Large-scale genome-wide association studies (GWAS) have identified several novel genetic variants correlated with CVD and obesity [10,11,12]. Moreover, the associations between genetic factors and CVD could be easily determined by using GRS, calculated through the accumulation of risk alleles for each single nucleotide polymorphism (SNP) in samples much smaller than those required for GWAS [11, 13, 14]. MC4R (melanocortin 4 receptor) rs17782313 variant has been reported to have an association with higher BMI in children and adults [15,16,17,18]. Furthermore, the risk allele C for MC4R rs17782313 was linked to cardiovascular risk factors such as insulin resistance and hypertension, as well as a higher susceptibility to obesity and inflammation [19,20,21,22,23]. Caveolin-1 (CAV-1) is a major structural protein of caveolae, [24] which is abundant in adipocytes [25]. Over the preceding decade, a large variety of studies have implicated CAV-1 SNP in the development of hypertension, dyslipidemia, and atherosclerosis [26,27,28]. It is worth noting that A-allele carriers of the CAV-1 rs3807992 had significantly higher BMI [29, 30]. Cryptochromes (Cry) 1, the principal component of the negative limb of the core clock, appears to play important roles in metabolism [31] such as regulating glucose homeostasis [32]. Thus, it could contribute to the risk of insulin resistance [33]. C-allele of the Cry-1 rs2287161 polymorphism, in turn, contributes to the significant greater BMI [34]. So, the aforementioned genetic variants were previously reported to be individually associated with overweight/obesity in some populations [35, 36].
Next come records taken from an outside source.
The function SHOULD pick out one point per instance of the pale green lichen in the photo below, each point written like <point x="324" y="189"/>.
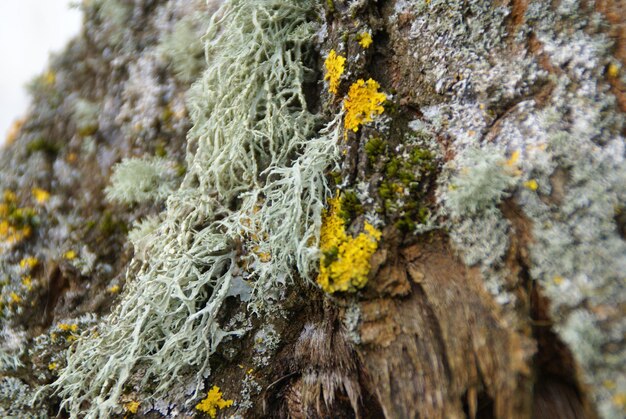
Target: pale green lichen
<point x="141" y="180"/>
<point x="255" y="176"/>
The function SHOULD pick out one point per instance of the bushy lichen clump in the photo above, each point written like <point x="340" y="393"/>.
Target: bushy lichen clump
<point x="254" y="192"/>
<point x="565" y="169"/>
<point x="141" y="180"/>
<point x="345" y="261"/>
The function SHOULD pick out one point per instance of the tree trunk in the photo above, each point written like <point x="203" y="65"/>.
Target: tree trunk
<point x="469" y="260"/>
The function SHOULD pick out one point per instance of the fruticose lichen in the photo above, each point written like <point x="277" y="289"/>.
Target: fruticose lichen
<point x="256" y="165"/>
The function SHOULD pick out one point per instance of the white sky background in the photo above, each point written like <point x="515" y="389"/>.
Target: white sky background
<point x="29" y="31"/>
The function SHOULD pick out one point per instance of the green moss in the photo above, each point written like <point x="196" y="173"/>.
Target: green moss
<point x="374" y="148"/>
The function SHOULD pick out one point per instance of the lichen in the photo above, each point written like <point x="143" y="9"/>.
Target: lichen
<point x="256" y="168"/>
<point x="213" y="401"/>
<point x="345" y="261"/>
<point x="335" y="65"/>
<point x="363" y="102"/>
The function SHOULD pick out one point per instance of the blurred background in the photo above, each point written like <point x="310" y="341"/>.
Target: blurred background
<point x="29" y="31"/>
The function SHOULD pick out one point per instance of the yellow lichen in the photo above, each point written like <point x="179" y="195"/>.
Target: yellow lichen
<point x="40" y="195"/>
<point x="27" y="282"/>
<point x="67" y="327"/>
<point x="29" y="262"/>
<point x="334" y="69"/>
<point x="345" y="261"/>
<point x="363" y="102"/>
<point x="365" y="39"/>
<point x="132" y="406"/>
<point x="114" y="289"/>
<point x="15" y="222"/>
<point x="213" y="401"/>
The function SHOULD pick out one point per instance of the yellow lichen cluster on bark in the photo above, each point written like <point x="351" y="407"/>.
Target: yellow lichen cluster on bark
<point x="345" y="261"/>
<point x="334" y="65"/>
<point x="213" y="401"/>
<point x="15" y="222"/>
<point x="363" y="102"/>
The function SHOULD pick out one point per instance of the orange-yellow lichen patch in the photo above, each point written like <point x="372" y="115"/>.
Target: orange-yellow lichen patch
<point x="27" y="282"/>
<point x="67" y="327"/>
<point x="365" y="39"/>
<point x="334" y="65"/>
<point x="40" y="195"/>
<point x="364" y="101"/>
<point x="345" y="261"/>
<point x="15" y="299"/>
<point x="29" y="262"/>
<point x="132" y="406"/>
<point x="15" y="222"/>
<point x="213" y="401"/>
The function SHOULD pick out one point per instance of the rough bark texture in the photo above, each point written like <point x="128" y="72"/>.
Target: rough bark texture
<point x="495" y="174"/>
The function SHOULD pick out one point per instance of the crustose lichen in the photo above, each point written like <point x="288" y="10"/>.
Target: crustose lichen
<point x="345" y="261"/>
<point x="363" y="102"/>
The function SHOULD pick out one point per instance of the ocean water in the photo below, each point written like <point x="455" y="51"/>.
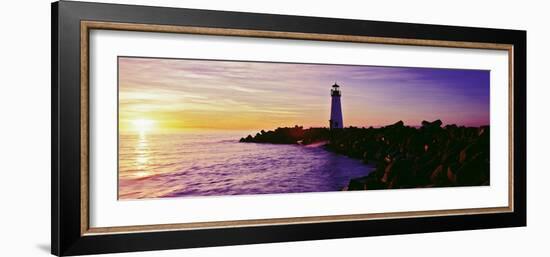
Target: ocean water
<point x="215" y="163"/>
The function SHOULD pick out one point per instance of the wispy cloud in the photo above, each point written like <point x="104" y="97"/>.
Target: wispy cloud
<point x="239" y="95"/>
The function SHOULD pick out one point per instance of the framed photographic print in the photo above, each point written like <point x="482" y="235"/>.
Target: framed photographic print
<point x="177" y="128"/>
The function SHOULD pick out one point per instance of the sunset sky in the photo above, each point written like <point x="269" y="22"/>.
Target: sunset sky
<point x="180" y="94"/>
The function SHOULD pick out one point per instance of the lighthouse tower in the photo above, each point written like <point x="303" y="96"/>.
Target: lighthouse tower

Given the foregoing, GRS, as a result of the combined impact of multiple SNPs, is thought to be a useful tool for predicting cardiometabolic risk factors and increasing the power to detect them. Furthermore, no evidence has been generated up to now on the association between cardio-metabolic traits and obesity-GRS, based on the aforementioned genetic factors. Therefore, the present study has been undertaken to compute the GRS through traits associated with obesity-related genetic markers, namely, MC4R (rs17782313), CAV-1(rs3807992), and Cry-1 (rs2287161), to improve the identification of overweight and obese women at a higher risk of developing cardio-metabolic risk factors.
Methods and materials
Study population
This cross-sectional study involved 391 overweight or obese women. The age range of the participants was 18 to 68 years, and the BMI range of the participants was 25–40 kg/m2, which refers to health centers in Tehran, Iran. Participants had no common ancestry and were not related. The following conditions were excluded: type I and type II diabetes, cardiovascular disease, malignancies, kidney disease, thyroid disease, menopause, pregnancy, lactation, smoking, any acute or chronic diseases, weight loss supplements, particular diets during the last year, and taking thyroid, lipid, glucose, or blood pressure drugs. All participants signed written informed consents before enrollment in the study, which was reviewed and approved by the Tehran University of Medical Sciences (TUMS) in Tehran, Iran. Ethical approval, and associated number IR.TUMS.MEDICINE.REC.1400.1515, was obtained from The ethics Commission of the Tehran University of Medical Sciences. All research was performed in accordance with relevant guidelines and regulations.
Body composition analysis
By strictly following the techniques, procedures, and precautions outlined in the manufacturer’s protocol, we measured body composition using a bioelectrical impedance analyzer (BIA), InBody 770 scanner (Inbody Co., Seoul, Korea) protocol [37]. The instructions specified by the manufacturer require participants to remove extra clothing and metal utensils, such as earrings, rings, and watches, as well as removable shoes, coats, and sweaters. The following body composition measurements are taken: fat mass (FM), fat-free mass (FFM), skeletal muscle mass (SMM), waist circumference (WC), waist to hip ratio (W.H.R), and others.
Anthropometric indices
Using a non-stretch tape measure, we measured and recorded participants’ heights, standing up and unshod, with a precision of 0.5 cm. For hip and waist circumference, the most prominent part and the narrowest part, respectively, were marked and measured with a precision of 0.5 cm. Various anthropometric characteristics, such as weight and BMI, were determined by BIA.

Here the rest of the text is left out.